Mistakes regarding proofs: Difference between revisions

I had a teacher who would repeat many times in different classes "If you write 0 = 0 I'm going to give you a zero in the exam!".

• Suppose we want to prove that [math]\displaystyle{ a + b = c + d }[/math]. We begin by saying that [math]\displaystyle{ a + b = x }[/math]. Then we say that [math]\displaystyle{ c + d = x }[/math]. Therefore [math]\displaystyle{ x = x \iff a + b = c + d }[/math]. Eureka! We didn't prove anything! What is wrong in the reasoning that we just did? The mistake is that we assumed that the equation is true without knowing whether it holds or not. We can't do such assumptions! That's why in linear algebra and calculus many properties are true if we impose certain conditions. Other times we are presented with counter-examples to show that some property is true for some cases, but not for all of them. If we want to prove something, we either assume that something is false and then try to find one case in which it's true. Or the other way around, we assume that something is true and try to find a case in which it's false.
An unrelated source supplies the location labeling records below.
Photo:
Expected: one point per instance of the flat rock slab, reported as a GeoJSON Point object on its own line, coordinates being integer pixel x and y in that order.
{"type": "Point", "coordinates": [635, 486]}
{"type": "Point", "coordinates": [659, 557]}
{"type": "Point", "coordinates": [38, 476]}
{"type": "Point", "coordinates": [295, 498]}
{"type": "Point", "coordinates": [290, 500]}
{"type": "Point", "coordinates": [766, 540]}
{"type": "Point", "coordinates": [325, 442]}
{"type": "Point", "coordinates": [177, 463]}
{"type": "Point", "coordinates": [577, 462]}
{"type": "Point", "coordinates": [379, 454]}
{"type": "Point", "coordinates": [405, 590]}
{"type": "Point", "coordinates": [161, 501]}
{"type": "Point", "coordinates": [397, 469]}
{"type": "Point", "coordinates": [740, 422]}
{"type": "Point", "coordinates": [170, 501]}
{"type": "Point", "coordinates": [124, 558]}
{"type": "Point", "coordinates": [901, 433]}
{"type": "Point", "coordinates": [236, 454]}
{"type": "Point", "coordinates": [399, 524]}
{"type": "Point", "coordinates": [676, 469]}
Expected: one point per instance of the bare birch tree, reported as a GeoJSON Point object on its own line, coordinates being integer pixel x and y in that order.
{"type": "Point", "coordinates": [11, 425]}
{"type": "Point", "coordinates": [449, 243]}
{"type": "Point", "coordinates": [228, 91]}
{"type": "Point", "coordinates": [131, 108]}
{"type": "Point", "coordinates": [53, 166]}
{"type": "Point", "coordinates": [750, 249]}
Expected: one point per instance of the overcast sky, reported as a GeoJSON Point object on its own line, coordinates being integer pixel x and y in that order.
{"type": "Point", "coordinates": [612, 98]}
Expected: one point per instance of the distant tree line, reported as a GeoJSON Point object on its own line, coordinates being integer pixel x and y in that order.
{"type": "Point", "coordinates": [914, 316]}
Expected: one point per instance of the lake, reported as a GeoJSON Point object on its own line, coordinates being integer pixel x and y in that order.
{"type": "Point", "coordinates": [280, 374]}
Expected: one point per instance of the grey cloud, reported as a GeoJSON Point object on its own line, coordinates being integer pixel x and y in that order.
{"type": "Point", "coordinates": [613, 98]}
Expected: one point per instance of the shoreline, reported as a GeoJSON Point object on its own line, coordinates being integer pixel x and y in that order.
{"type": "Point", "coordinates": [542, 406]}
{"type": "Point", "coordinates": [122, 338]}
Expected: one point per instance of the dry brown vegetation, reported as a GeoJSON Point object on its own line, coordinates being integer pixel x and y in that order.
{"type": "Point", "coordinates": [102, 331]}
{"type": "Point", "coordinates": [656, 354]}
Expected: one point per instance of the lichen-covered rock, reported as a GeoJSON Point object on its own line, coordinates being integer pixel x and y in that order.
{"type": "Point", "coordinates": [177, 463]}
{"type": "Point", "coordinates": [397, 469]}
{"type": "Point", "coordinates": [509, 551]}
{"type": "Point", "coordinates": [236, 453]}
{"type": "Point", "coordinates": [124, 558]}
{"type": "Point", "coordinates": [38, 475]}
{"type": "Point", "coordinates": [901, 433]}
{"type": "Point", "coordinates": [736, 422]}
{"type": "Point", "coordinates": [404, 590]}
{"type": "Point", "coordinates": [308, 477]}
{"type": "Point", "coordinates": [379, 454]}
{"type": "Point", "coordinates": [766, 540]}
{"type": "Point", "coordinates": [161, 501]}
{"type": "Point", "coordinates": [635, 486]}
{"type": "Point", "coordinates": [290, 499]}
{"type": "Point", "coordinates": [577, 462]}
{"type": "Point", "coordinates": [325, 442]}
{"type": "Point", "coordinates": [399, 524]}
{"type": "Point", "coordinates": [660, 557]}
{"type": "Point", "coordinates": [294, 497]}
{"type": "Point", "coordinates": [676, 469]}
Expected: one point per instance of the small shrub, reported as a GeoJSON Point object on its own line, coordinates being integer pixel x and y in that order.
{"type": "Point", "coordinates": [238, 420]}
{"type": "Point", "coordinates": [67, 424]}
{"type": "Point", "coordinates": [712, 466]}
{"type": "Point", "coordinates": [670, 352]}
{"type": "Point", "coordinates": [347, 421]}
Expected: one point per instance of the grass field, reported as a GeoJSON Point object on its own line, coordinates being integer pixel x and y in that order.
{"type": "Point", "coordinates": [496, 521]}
• How do we prove that [math]\displaystyle{ \sqrt{2} }[/math] is irrational and therefore, there is an infinite number of digits with a sequence that never repeats? We begin by stating that [math]\displaystyle{ \sqrt{2} = \frac{a}{b} }[/math]. That is, the square is rational and that we can find two natural numbers to write a fraction that is exactly the root. Can we find it? Or not?

What we just did was to prove something by finding a contradiction. Two statements that contradict each other because they can't be both false or both true at the same time. For the most purposes this logic is undeniable, we aren't concerned with the definition of what can be and what can't be denied. That discussion is way beyond what we learn at undergraduate levels.